Open jules opened 5 years ago
Following are a first benchmark of naive parallelization with 2/4/8/12 go routines.
TL;DR best setup seems to be run 4 workers that operates the gfP.Add
operations concurrently.
16GiB System Memory
256KiB L1 cache
1MiB L2 cache
8MiB L3 cache
Intel(R) Core(TM) i7-8550U CPU @ 1.80GHz
Variance over 10 runs: 44.9µs ± 0%
BenchmarkAggregate100Signatures-8 30000 45001 ns/op 0 B/op 0 allocs/op
Compared to sequential, delta: -23.60% Variance over 10 runs: 38.9µs ± 3%
BenchmarkAggregate100Signatures-8 50000 34382 ns/op 64 B/op 3 allocs/op
Compared to sequential, delta: -32.5% Variance over 10 runs: 31.2µs ± 2%
BenchmarkAggregate100Signatures-8 50000 30667 ns/op 80 B/op 3 all
Compared to sequential, delta: -13.15% Variance over 10 runs: 38.1µs ± 1%
BenchmarkAggregate100Signatures-8 50000 39082 ns/op 240 B/op 4 allocs/op
Compared to sequential, delta: -9.07% Variance over 10 runs: 41.5µs ± 1%
BenchmarkAggregate100Signatures-8 30000 40919 ns/op 336 B/op 4 allocs/op
The benchmarks show a significant improvement in performances (over 30% speedup) by introducing a light parallelization of bls Signature aggregation.
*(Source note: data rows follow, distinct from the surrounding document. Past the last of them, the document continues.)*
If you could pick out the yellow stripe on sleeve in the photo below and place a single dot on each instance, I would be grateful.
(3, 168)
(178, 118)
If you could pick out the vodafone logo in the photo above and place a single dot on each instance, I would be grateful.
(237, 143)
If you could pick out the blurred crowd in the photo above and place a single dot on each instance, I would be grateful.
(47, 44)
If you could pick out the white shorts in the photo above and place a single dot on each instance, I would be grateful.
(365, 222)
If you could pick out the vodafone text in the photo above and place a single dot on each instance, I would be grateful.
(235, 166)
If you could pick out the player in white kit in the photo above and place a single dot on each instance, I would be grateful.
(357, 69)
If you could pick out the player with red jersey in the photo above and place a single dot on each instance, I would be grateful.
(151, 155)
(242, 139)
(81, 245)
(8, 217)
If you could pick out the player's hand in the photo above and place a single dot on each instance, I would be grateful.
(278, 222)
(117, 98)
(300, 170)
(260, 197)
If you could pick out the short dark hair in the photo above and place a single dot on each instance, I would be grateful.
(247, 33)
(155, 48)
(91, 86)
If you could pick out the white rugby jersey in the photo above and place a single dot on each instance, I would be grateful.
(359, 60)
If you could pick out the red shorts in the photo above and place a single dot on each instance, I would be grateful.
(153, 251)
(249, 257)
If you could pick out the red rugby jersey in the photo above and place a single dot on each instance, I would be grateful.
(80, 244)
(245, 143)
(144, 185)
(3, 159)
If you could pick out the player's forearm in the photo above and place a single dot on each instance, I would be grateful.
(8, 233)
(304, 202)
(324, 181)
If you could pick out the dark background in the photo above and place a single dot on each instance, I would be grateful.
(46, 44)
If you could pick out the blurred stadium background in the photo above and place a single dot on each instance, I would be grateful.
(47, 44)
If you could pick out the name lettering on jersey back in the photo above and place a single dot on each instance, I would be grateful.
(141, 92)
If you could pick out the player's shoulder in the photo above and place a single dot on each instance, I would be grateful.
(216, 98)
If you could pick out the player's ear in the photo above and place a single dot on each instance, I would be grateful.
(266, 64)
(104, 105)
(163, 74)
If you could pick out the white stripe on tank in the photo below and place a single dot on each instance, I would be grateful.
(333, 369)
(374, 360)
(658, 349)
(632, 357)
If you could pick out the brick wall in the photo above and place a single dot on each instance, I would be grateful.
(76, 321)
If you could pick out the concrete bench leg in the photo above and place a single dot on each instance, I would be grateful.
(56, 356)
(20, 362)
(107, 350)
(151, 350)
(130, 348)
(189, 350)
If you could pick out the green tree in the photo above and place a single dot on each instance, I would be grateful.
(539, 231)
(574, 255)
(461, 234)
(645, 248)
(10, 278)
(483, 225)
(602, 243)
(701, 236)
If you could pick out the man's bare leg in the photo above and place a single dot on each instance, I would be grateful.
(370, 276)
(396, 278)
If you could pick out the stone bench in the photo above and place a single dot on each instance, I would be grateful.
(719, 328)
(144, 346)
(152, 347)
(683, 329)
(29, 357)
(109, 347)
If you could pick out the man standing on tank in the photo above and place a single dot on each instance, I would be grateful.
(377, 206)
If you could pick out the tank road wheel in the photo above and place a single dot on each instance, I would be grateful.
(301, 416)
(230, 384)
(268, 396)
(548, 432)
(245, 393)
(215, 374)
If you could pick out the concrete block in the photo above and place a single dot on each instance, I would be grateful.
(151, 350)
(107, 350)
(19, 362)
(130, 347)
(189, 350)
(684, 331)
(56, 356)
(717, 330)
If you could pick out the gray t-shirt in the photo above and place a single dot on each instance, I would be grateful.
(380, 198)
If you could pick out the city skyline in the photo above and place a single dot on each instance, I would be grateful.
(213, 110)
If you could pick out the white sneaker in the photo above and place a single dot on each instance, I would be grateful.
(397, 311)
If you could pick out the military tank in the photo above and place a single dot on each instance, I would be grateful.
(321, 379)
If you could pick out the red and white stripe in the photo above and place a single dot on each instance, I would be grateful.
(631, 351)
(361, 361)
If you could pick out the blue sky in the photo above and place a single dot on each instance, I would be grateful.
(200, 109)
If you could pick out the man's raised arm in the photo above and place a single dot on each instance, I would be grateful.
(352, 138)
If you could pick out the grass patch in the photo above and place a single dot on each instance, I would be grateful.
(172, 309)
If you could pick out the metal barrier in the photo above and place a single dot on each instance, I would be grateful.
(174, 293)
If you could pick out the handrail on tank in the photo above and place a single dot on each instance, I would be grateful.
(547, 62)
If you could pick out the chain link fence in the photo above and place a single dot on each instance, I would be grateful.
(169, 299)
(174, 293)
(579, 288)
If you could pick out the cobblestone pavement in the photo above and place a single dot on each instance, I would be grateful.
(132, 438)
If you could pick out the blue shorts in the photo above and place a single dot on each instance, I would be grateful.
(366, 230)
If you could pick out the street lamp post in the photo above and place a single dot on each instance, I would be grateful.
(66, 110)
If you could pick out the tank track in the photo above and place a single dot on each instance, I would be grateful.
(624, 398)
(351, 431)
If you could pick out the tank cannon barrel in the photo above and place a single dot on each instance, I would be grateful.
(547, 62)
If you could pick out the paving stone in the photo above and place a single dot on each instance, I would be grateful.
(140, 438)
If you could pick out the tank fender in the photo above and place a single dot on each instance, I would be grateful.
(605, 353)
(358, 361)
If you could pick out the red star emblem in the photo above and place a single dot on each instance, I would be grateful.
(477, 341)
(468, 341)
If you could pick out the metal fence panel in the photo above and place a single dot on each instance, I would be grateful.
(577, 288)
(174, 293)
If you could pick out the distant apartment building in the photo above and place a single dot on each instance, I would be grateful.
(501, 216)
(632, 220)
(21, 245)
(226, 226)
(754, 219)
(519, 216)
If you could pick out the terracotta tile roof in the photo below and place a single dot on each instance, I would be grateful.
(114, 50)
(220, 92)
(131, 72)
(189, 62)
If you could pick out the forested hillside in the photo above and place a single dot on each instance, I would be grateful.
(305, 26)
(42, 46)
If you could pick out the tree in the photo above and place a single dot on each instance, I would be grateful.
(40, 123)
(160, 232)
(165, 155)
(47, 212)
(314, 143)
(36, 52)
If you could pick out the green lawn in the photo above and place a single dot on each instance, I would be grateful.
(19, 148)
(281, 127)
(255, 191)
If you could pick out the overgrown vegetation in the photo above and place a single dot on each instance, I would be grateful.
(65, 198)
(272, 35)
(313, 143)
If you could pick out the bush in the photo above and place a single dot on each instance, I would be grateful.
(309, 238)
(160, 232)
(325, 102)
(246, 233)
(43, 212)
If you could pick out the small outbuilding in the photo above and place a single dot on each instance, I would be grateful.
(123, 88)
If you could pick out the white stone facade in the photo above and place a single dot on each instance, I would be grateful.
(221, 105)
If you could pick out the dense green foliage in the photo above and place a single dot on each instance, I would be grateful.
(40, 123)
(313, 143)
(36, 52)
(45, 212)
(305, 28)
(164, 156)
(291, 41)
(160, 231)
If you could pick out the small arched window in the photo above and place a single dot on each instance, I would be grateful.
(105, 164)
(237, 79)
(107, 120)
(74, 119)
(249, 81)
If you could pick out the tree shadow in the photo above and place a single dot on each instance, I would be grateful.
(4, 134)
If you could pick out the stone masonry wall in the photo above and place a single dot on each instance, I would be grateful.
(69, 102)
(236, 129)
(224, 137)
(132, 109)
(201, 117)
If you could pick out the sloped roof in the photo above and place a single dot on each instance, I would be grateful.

However, it would be preferrable goroutine-based optimization to be operated within the user of the library to not impose any scheduling side effect on the usage of the BLS library
The BLS package currently only allows for the aggregation of two signatures at a time - leaving any caller to loop through any array of signatures, and having to do it sequentially. Parallelizing this would save callers a lot of time.